POSITION DE L'INTIMÉE :

[13]     L'avocate de l'intimée a renvoyé la Cour à l'alinéa 8(1)(h.1) de la Loi de l'impôt sur le revenu (la « Loi » )[1], qui stipule qu'un contribuable peut déduire des frais ainsi :

(h.1)     dans le cas où le contribuable, au cours de l'année, a été habituellement tenu d'accomplir les fonctions de son emploi ailleurs qu'au lieu d'affaires de son employeur ou à différents endroits et a été tenu, aux termes de son contrat d'emploi, d'acquitter les frais afférents à un véhicule à moteur qu'il a engagés dans l'accomplissement des fonctions de sa charge ou de son emploi, les sommes qu'il a dépensées au cours de l'année au titre des frais afférents à un véhicule à moteur pour se déplacer dans l'exercice des fonctions de son emploi, sauf s'il a, selon le cas :

(i) reçu une allocation pour frais afférents à un véhicule à moteur qui, par l'effet de l'alinéa 6(1)b), n'est pas incluse dans le calcul de son revenu pour l'année,

[...]

[14]     L'alinéa 6(1)b) stipule qu'un contribuable doit inclure dans son revenu, à titre de revenu tiré d'une charge ou d'un emploi, toutes les allocations reçues sauf « les allocations raisonnables pour l'usage d'un véhicule à moteur qu'un employé [...] a reçues de son employeur pour voyager dans l'accomplissement des fonctions de sa charge ou de son emploi » .

[15]     L'avocate a soutenu que les deux dispositions susmentionnées avaient été interprétées par le juge Mogan, de la présente cour[2], comme signifiant que l'alinéa 8(1)(h.1) ne permettait pas à un contribuable de déduire un quelconque montant s'il avait reçu une allocation visée à l'alinéa 6(1)b) qu'il n'avait pas incluse dans son revenu. Cependant, ce n'est pas le cas en l'espèce. Il appert d'une lecture attentive de ses motifs du jugement que l'appelante ne peut déduire les mêmes frais que ceux à l'égard desquels elle avait reçu des allocations raisonnables. J'admets le témoignage de l'appelante sans compromis. Elle était implicitement tenue d'utiliser son automobile, sans avoir droit au remboursement de ses frais si elle n'était pas accompagnée d'un client. En exigeant cela, la Société voulait s'assurer que, lorsque l'appelante exécutait les tâches relatives à son emploi à l'extérieur des bureaux de la Société, elle payait ses propres frais d'utilisation d'un véhicule à moteur. Il est tout à fait logique que l'appelante puisse déduire des frais d'utilisation d'un véhicule à moteur, puisqu'elle était tenue d'exécuter les tâches liées à son emploi à l'extérieur du lieu d'affaires de l'employeur, qu'elle devait engager de tels frais dans l'exécution de ces tâches et que celles-ci étaient des tâches qui s'ajoutaient à celles pour lesquelles on remboursait ses frais.

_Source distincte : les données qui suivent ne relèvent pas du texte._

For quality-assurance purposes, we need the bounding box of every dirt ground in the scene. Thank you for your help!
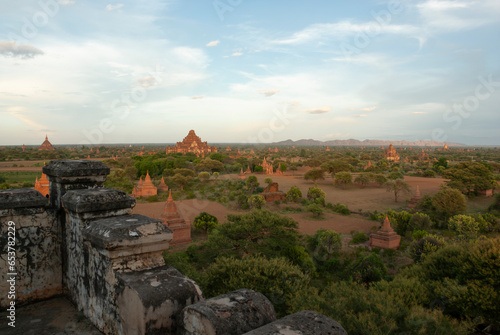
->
[225,172,448,212]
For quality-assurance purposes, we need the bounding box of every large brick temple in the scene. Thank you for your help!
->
[165,130,217,157]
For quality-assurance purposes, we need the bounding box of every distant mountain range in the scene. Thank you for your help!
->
[272,139,466,147]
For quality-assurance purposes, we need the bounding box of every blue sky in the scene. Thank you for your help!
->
[1,0,499,146]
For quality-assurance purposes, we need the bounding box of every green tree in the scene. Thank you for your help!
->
[432,186,467,220]
[245,175,259,194]
[334,172,353,189]
[264,177,273,188]
[304,168,324,184]
[408,235,445,262]
[286,186,302,202]
[373,174,387,186]
[320,160,351,174]
[195,158,224,173]
[197,171,210,183]
[307,187,326,206]
[307,229,342,264]
[444,161,497,196]
[307,203,323,217]
[201,256,310,316]
[447,215,480,241]
[171,173,191,190]
[248,194,266,209]
[279,163,287,173]
[354,173,371,187]
[193,212,219,235]
[386,179,411,202]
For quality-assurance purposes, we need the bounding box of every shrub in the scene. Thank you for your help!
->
[193,212,218,234]
[350,232,368,244]
[307,187,326,206]
[350,252,387,284]
[307,204,323,217]
[201,256,310,317]
[332,203,350,215]
[447,215,480,241]
[408,235,445,262]
[286,186,302,202]
[248,194,266,209]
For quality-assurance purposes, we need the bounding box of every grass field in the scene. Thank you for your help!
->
[0,171,41,184]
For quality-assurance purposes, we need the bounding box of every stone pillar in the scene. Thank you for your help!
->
[243,310,348,335]
[61,188,203,334]
[0,189,61,308]
[60,188,136,333]
[43,160,110,209]
[181,289,276,335]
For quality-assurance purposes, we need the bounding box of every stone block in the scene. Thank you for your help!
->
[62,188,135,214]
[243,310,347,335]
[117,266,203,335]
[0,188,48,209]
[181,289,276,335]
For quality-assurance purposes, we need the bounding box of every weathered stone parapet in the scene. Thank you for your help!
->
[243,310,348,335]
[84,214,172,270]
[0,189,61,308]
[181,289,276,335]
[61,188,136,215]
[0,188,49,210]
[117,266,204,335]
[43,160,110,209]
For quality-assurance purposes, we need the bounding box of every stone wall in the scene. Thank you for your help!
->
[0,189,61,308]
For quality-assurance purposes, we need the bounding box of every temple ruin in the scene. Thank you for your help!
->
[165,130,217,157]
[38,135,56,151]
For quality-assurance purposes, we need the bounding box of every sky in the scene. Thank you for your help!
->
[0,0,499,146]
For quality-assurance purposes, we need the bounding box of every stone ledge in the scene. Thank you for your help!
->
[83,214,172,251]
[0,188,48,209]
[61,188,135,213]
[43,160,110,177]
[181,289,276,335]
[243,310,347,335]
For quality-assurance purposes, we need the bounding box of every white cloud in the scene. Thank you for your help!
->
[59,0,76,5]
[274,21,421,45]
[258,89,280,97]
[191,95,204,100]
[412,111,428,114]
[106,4,124,11]
[305,106,331,114]
[206,40,220,47]
[0,41,43,59]
[137,76,156,88]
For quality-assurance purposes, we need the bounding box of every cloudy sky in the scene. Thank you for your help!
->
[1,0,499,146]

[16]     L'appel sera admis.

Signé à Ottawa, Canada, ce 1er jour d'août 2000.

« R. D. Bell »

J.C.C.I.

Traduction certifiée conforme

ce 17e jour d'octobre 2003.

Philippe Ducharme, réviseur



[1]           Toute référence subséquente à un article renvoie à la Loi de l'impôt sur le revenu.

[2] Carter c. Sa Majesté la Reine, C.C.I., no 93-1530 (IT)I, 26 novembre 1993 ([1994] 1 C.T.C. 2330).